Comment by entropi

7 days ago

I think an even more important question is this: "do we trust Sam Altman (and other people of his ilk) enough to give the same level of personal knowledge I give to my therapist?".

E.g. if you ever give a hint about not feeling confident with your body, it could easily take this information and nudge you towards certain medical products. Or it could take it one step further, and nudge towards more consuming more sugar and certain medical products at the same time, seeing that it moves the needle even more optimally.

We all know the monetization pressure will come very soon. Do we really advocate for giving this kind of power to these kinds of people?

I feel it's worth remembering that there are reports that Facebook has done almost exactly this in the past. It's not just a theoretical concern:

> (...) the company had crafted a pitch deck for advertisers bragging that it could exploit "moments of psychological vulnerability" in its users by targeting terms like "worthless," "insecure," "stressed," "defeated," "anxious," "stupid," "useless," and "like a failure."

https://futurism.com/facebook-beauty-targeted-ads

Some (most?) therapists use tools to store notes about their patients - some even store the audio/transcripts. They're all using some company's technology already. They're all HIPPA certified (or whatever the appropriate requirement is).

There's absolutely no reason that LLM providers can't provide equivalent guarantees. Distrusting Sam while trusting the existing providers makes little sense.

BTW, putting mental health aside, many doctors today are using LLM tools to record the whole conversation with the patient and provide good summaries, etc. My doctor loves it - before he was required to listen to me and take notes at the same time. Now he feels he can focus on listening to me. He said the LLM does screw up, but he exists to fix those mistakes (and can always listen to the audio to be sure).

I don't know which company is providing the LLM in the backend - likely a common cloud provider (Azure, Google, etc). But again - they are fully HIPPA certified. It's been in the medical space for well over a year.

  • I don't know how it works in the US, but where I live; patient privacy is actually a thing and they cannot record your sessions or store the recordings and analyze them at arbitrary places without your explicit consent. Even if we accept that this is OK, I would argue there are other problems. Like;

    * Copyright laws worked and protected creator's rights. Until AI companies decided that it is ok to pirate terabytes of books. One day they might decide that using your therapy records to train/finetune their models is also ok. And you surely wont have the same resources as major publishers to fight against it.

    * Even if you trust HIPPA or whatever to be useful and actually protect your rights, current chatgpt has no such certification (as far as I am aware).

    * When you give your data, its no longer in your control. Even if you get extremely lucky and laws actually work, and companies actually play along; in, say, ten years things may change and suddenly your old records may be fair game. Its out of your hands.

    It does not make sense to me.

    • > patient privacy is actually a thing and they cannot record your sessions or store the recordings and analyze them at arbitrary places without your explicit consent.

      So amongst the many papers you sign when you see a therapist/doctor is one where you provide consent.

      > And you surely wont have the same resources as major publishers to fight against it.

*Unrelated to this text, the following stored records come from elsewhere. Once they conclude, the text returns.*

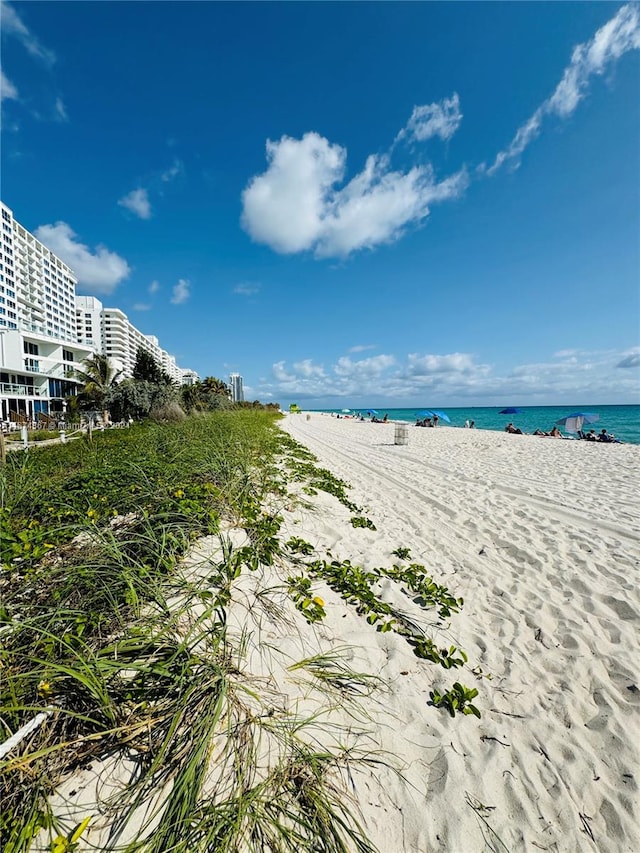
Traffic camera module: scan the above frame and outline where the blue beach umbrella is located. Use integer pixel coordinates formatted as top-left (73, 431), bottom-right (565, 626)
top-left (556, 412), bottom-right (600, 432)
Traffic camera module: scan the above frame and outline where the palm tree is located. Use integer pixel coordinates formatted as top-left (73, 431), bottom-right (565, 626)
top-left (76, 352), bottom-right (122, 423)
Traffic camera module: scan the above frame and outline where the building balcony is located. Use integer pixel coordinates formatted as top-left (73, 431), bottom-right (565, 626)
top-left (0, 382), bottom-right (47, 397)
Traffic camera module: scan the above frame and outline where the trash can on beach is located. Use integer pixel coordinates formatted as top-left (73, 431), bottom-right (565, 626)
top-left (393, 424), bottom-right (409, 444)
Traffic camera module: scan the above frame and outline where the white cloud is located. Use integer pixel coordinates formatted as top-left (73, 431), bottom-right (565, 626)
top-left (256, 347), bottom-right (640, 407)
top-left (293, 358), bottom-right (326, 377)
top-left (171, 278), bottom-right (191, 305)
top-left (407, 352), bottom-right (477, 376)
top-left (35, 222), bottom-right (131, 294)
top-left (242, 133), bottom-right (468, 257)
top-left (55, 98), bottom-right (69, 121)
top-left (616, 347), bottom-right (640, 368)
top-left (233, 281), bottom-right (260, 296)
top-left (396, 92), bottom-right (462, 142)
top-left (0, 69), bottom-right (18, 101)
top-left (160, 160), bottom-right (184, 183)
top-left (118, 188), bottom-right (151, 219)
top-left (0, 0), bottom-right (56, 65)
top-left (333, 355), bottom-right (396, 379)
top-left (487, 3), bottom-right (640, 175)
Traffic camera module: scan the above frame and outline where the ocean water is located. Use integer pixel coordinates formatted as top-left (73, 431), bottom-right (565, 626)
top-left (314, 404), bottom-right (640, 444)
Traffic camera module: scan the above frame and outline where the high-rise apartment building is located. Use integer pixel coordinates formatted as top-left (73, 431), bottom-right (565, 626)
top-left (0, 202), bottom-right (198, 422)
top-left (76, 296), bottom-right (197, 384)
top-left (0, 202), bottom-right (93, 421)
top-left (229, 373), bottom-right (244, 403)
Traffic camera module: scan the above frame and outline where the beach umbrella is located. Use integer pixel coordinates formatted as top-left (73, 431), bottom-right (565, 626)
top-left (556, 412), bottom-right (600, 432)
top-left (424, 409), bottom-right (451, 424)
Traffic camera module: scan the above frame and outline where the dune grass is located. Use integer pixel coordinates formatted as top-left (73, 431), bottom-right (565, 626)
top-left (0, 411), bottom-right (384, 853)
top-left (0, 410), bottom-right (478, 853)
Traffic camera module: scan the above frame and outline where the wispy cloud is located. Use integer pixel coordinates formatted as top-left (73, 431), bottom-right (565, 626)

      HIPPA violations are taken much, much more seriously than your typical copyright violation.

      > Even if you trust HIPPA or whatever to be useful and actually protect your rights, current chatgpt has no such certification (as far as I am aware).

      The way is to use GPT via Azure, and ensure Azure's method of providing GPT access is HIPPA compliant. Azure runs GPT locally and doesn't send to OpenAI (or at least my company has such an agreement with MS). You can fill out a form asking Azure not to store any transcript - even for security/performance reasons.

      Besides Azure, there are dedicated companies providing LLM access for healthcare where the companies are HIPPA certified and can provide all the guarantees (even if they use 3rd party LLMs). It's a simple Google search.

      > When you give your data, its no longer in your control. Even if you get extremely lucky and laws actually work, and companies actually play along; in, say, ten years things may change and suddenly your old records may be fair game. Its out of your hands.

      As I pointed out, LLMs are not unique about this problem. What you say is true for any tool used by therapists for record keeping.